Open xiangzhu opened 6 years ago

xiangzhu commented 6 years ago

@CreRecombinase Hi Nick,

Below are a few links that accompany my notes posted on Slack — i spent some time after our meeting to clean up these codes; hopefully they are not too hard to read and use:

You should have access to these scripts since i have asked Peter to added you to my developer repo. Please let me know if this is not the case.

Before including these scripts into your work, please first make sure they work on your side. To this end I have created a simple example script single_test_nick.m for you to run (you need add input data files there). I only tested these scripts in Matlab 2017b: module load matlab/2017b.

A few more remarks:

CreRecombinase commented 5 years ago

I have added inst/m_code/negtwo_loglik.m and a "direct" transliteration to R inst/m_code/negtwo_loglik.R . I have added tests that my likelihood function is equivalent (except for the factor of 2 difference, see https://github.com/CreRecombinase/RSSp/blob/2cab5d5ac6f6fef2198edec5784de2d268ae5768/tests/testthat/test_dnorm.R#L3)

xiangzhu commented 5 years ago

@CreRecombinase Thanks for the update! Good to see two sets of codes written by us produce equivalent likelihood values (up to a constant 2).

However I am not sure if your tests above may complicate the package development or not.

I was suggesting a very simple consistency check in https://github.com/CreRecombinase/PolygenicRSS/issues/5:

  1. simulate data
  2. run your R codes on the simulated data
  3. run my Matlab codes on the same data
  4. compare output: likelihood, PVE estimates, etc

To perform this consistency check, it seems we don't need to add any additional test codes to your R package. (Perhaps you have other reasons for doing so?)

To keep it simple, if we can proof that two sets of codes produce almost identical results on the same data, then we can probably move on at this point?

In the long run we may consider including these codes for more rigorous testing.

xiangzhu commented 5 years ago

@CreRecombinase as we discussed yesterday, I have generated the following input and output data using my own implementations in Matlab to facilitate your consistency check.

Please let me know if you have any question.

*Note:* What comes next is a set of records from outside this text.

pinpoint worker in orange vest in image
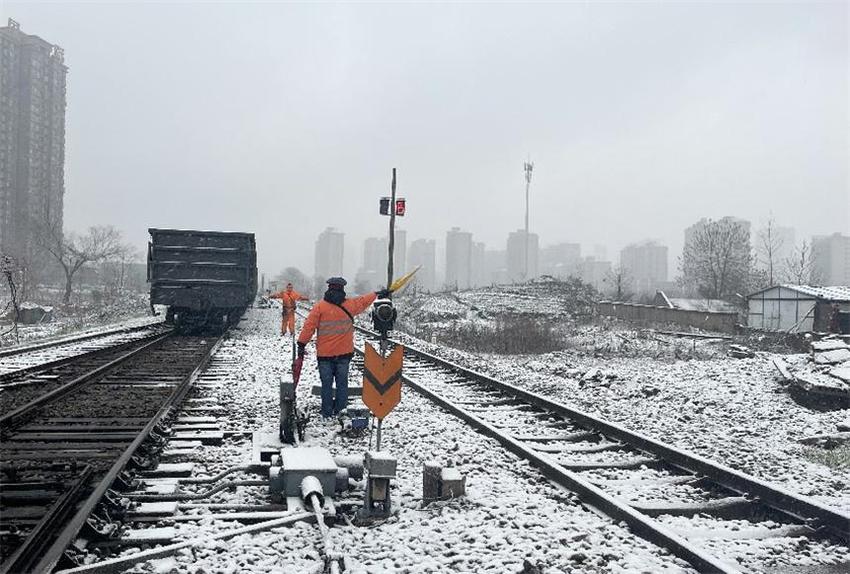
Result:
[269,283,309,337]
[298,277,389,418]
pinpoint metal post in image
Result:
[522,161,534,281]
[387,168,395,289]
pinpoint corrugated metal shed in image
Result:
[747,285,850,332]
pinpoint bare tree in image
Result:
[783,241,820,285]
[680,219,753,299]
[109,243,140,292]
[38,225,123,305]
[605,265,634,301]
[0,254,20,342]
[756,217,785,285]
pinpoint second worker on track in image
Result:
[298,277,387,417]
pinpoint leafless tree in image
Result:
[0,254,19,342]
[783,241,820,285]
[756,217,785,285]
[37,225,124,305]
[679,219,753,299]
[108,243,140,292]
[605,265,634,301]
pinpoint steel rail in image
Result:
[0,321,165,358]
[0,331,174,431]
[0,466,92,574]
[34,332,226,572]
[0,329,173,382]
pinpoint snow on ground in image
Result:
[127,309,690,573]
[0,295,157,348]
[390,342,850,509]
[386,286,850,509]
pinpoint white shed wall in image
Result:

Thanks!

Note that I will be using this thread to document all data files that are generated for your tests.

All data files are saved at /project/compbio/RSSp/consistency_check_data/, to which you have full access.

2019-03-12

In this file I simulate vhat from Normal(0, 4^2) and dvec from Unif(0, 2), and I create 100 replicates. For each replicate, I fit RSS-P(0) model, and then record output obj (-2 * log likelihood), par (MLE) and pve (PVE estimate).

You can easily load these data in R as follows:

> suppressPackageStartupMessages(library(R.matlab))
> res_file <- "/project/compbio/RSSp/consistency_check_data/rand_seed_312_k_1_rep_100.mat"
> res_data <- R.matlab::readMat(res_file)
> names(res_data)
[1] "dvec" "obj"  "par"  "pve"  "vhat"
> dim(res_data$dvec)
[1] 10000   100
> dim(res_data$vhat)
[1] 10000   100
> dim(res_data$obj)
[1] 100   1
> dim(res_data$par)
[1] 100   1
> dim(res_data$pve)
[1] 100   1

When applying your R codes on dvec[,j] and vhat[,j], please do not adjust the row order.